Außenminister Heiko Maas eröffnet die Ausstellung Erinnerung bewahren im Auswärtigen Amt

Außenminister Heiko Maas eröffnet die Ausstellung „Erinnerung bewahren“ im Auswärtigen Amt, © Thomas Trutschel/photothek.net

28.08.2019 - Rede

Iwanopil ist ein typisch ukrainischer Ort. Eine ländliche Postkartenidylle: Bunte Häuser, Gemüsegärten, ein kleiner See - eingebettet in grüne Felder und Hügel.

Wer Fotos sieht, der kann sich auch heute noch gut vorstellen, wie Iwanopil im Sommer 1941 ausgesehen haben muss. Vor 78 Jahren, als mit den deutschen Besatzern das Grauen in den Ort gekommen ist.

Auch insofern ist Iwanopil typisch für die Ukraine. Im Mai 1942 ermordeten deutsche Soldaten dort mehr als 800 Kinder, Frauen und Männer. Aus einem einzigen Grund: sie waren Juden.

Nur wenige Tage später wurden zwischen 40 und 80 Roma ermordet.

Als kleiner Junge hat Deonszij Sovynskyi dieses grausame Massaker beobachtet. Obwohl es lebensgefährlich war, auf die Straße zu gehen, kletterte er mit anderen Jungen aus Neugier auf die Akazien einer Baumschule. Von dort sah er genau, was damals am Seeufer geschah:

Wie die Menschen weinten und um ihr Leben flehten.

Wie die Schüsse abgefeuert wurden und die Sterbenden zu Boden fielen.

„Zwei Tage nach dem Massaker war das Wasser noch immer rot gefärbt vom ganzen Blut“, so erinnert er sich bis heute.

Iwanopils Geschichte – das ist die Geschichte von über 2.000 Massenerschießungen allein auf dem Gebiet der Ukraine. Auf Dorfplätzen, in Waldstücken, in Straßen- und Schützengräben ermordeten die Wehrmacht, die SS, deutsche Polizeieinheiten und ihre Helfershelfer

  • mehr als eine Million Juden,
  • mindestens 12.000 Roma,
  • zahllose sowjetische Kriegsgefangene
  • und Menschen mit psychischen oder physischen Einschränkungen.

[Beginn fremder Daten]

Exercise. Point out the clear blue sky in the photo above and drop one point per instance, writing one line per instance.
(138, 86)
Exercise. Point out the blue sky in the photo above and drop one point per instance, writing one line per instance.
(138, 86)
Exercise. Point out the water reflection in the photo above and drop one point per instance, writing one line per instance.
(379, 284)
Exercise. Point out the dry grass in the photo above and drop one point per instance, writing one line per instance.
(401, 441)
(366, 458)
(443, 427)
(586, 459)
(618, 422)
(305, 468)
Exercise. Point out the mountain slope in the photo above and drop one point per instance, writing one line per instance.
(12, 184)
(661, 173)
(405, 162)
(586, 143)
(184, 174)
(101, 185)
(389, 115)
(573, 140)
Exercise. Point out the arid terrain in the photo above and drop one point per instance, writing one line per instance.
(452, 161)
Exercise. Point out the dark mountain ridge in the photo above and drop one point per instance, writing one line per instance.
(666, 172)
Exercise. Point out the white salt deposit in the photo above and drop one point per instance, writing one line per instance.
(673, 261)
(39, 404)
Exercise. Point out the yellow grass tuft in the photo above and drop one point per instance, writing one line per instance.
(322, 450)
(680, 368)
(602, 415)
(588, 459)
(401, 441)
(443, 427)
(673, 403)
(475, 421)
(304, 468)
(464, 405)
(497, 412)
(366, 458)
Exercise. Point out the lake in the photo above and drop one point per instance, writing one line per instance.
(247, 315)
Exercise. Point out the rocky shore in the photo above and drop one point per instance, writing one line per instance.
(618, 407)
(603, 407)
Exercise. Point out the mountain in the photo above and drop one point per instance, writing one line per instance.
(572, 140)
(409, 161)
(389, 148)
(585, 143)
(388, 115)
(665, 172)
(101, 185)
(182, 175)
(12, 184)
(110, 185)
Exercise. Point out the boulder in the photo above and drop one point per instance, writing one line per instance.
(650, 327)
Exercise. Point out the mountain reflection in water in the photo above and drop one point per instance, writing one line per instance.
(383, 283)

Eine Karte, die dort drüben ausgestellt ist, dokumentiert diesen sogenannten „Holocaust mit Kugeln“. Jeder Ort, an dem mehr als 500 Juden erschossen wurden, ist mit einem kleinen schwarzen Punkt gekennzeichnet. Die Karte der Ukraine – sie ist übersät mit schwarzen Punkten.

Trotz der unfassbaren Dimension dieser Verbrechen wird dieser Teil des Holocaust bis heute, wie wir finden, zu wenig beachtet. Auf einigen der Massengräber stehen Häuser. Andere werden als Felder genutzt. Viele sind unbekannt, namenlos und verwildert.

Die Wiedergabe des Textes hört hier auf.